Let $f:X\to Y$ be a local homeomorphism between Hausdorff spaces such that $f$ is surjective and $f^{-1}(y)$ is compact $\forall y\in Y$. If $|f^{-1}(y_1)|=|f^{-1}(y_2)|,\forall y_1,y_2\in Y$ then show that $f$ is a covering map.

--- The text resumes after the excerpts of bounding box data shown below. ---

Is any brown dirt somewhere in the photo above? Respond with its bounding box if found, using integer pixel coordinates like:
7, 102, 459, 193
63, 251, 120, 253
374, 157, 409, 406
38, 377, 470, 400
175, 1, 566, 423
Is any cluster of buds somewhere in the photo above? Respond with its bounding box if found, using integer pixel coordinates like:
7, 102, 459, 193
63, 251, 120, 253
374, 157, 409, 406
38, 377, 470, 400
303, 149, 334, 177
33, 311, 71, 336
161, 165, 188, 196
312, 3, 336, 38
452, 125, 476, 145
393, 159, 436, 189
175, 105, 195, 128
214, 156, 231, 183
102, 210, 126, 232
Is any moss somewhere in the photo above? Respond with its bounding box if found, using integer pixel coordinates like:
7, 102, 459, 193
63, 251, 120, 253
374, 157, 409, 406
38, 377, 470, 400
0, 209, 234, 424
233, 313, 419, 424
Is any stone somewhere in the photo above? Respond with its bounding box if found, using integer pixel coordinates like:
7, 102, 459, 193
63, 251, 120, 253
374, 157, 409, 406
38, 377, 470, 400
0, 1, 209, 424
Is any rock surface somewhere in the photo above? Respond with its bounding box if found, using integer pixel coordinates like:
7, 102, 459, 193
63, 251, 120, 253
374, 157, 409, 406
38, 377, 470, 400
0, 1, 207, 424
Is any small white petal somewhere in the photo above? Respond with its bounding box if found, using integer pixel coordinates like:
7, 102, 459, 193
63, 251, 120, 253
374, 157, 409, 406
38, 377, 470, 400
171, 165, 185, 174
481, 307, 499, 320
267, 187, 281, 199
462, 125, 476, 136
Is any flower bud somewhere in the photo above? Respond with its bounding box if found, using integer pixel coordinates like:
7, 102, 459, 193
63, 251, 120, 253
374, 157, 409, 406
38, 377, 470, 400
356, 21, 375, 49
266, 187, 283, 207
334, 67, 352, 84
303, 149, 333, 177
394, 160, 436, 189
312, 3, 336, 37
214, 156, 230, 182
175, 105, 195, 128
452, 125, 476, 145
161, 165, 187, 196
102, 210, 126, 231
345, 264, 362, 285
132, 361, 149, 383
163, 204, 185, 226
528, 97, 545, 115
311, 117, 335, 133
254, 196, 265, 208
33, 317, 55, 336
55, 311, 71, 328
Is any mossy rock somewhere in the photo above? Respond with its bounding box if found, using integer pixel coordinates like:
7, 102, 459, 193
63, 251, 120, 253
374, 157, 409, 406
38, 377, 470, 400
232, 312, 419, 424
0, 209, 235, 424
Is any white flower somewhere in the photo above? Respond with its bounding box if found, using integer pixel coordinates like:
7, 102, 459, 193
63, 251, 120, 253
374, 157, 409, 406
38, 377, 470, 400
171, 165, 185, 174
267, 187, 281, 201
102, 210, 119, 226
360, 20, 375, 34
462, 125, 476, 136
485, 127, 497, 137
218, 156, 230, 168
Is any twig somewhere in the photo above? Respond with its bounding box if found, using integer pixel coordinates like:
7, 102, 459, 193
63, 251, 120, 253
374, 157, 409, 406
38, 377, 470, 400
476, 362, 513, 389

Attempt: I know $f^{-1}(y)$ is finite as it has a finite cover $\cup_{i=1}^nU_i\supseteq f^{-1}(y)$ with each $U_i$ open such that $f_{U_i}$ is a homeomorphism. I considered $V_i\subseteq U_i$ with $V_i\cap V_j=\emptyset$ but the problem is the preimage of $\cap_{i=1}^nf(V_i)$ is not necessarily in $\cup_{i=1}^nU_i$ otherwise I would have found an evenly covered neighborhood of $y$. I need to show that $f$ is closed so I can use the set $(\cap_{i=1}^nf(V_i))\backslash (f(X\backslash \cup_{i=1}^nU_i))$ instead or consider another approach by using the constant preimage assumption which I do not see how it fits there…
Best Answer
It is much simpler than I thought it seems: the sets $V_i$ are the disjoint restrictions of the $U_i$ as defined in my question above. Suppose that $|f^{-1}(y)|=n,\forall y\in Y$. The problem is that taking the set $V=\cup_{i=1}^nf(V_i)$, I want to show that $f^{-1}(V)\subseteq \cup_{i=1}^nV_i$ so I can use the local 1-1 property and conclude that the preimages are exactly the open sets $f^{-1}(V)\cap U_i$. This is straghtforward however: if $y_0\in f^{-1}(V)$ then there exist $v_1\in V_1,...,v_n\in V_n: f(v_i)=y_0$ as we simply have $v_i=f_{V_i}^{-1}(y_0)$. But $|f^{-1}(y_0)|=n \implies f^{-1}(y_0)=\{v_1,...,v_n\}$ and thus $f^{-1}(y_0)\subseteq \cup_{i=1}^nV_i, \forall y_0\in Y$. The result now follows immediately.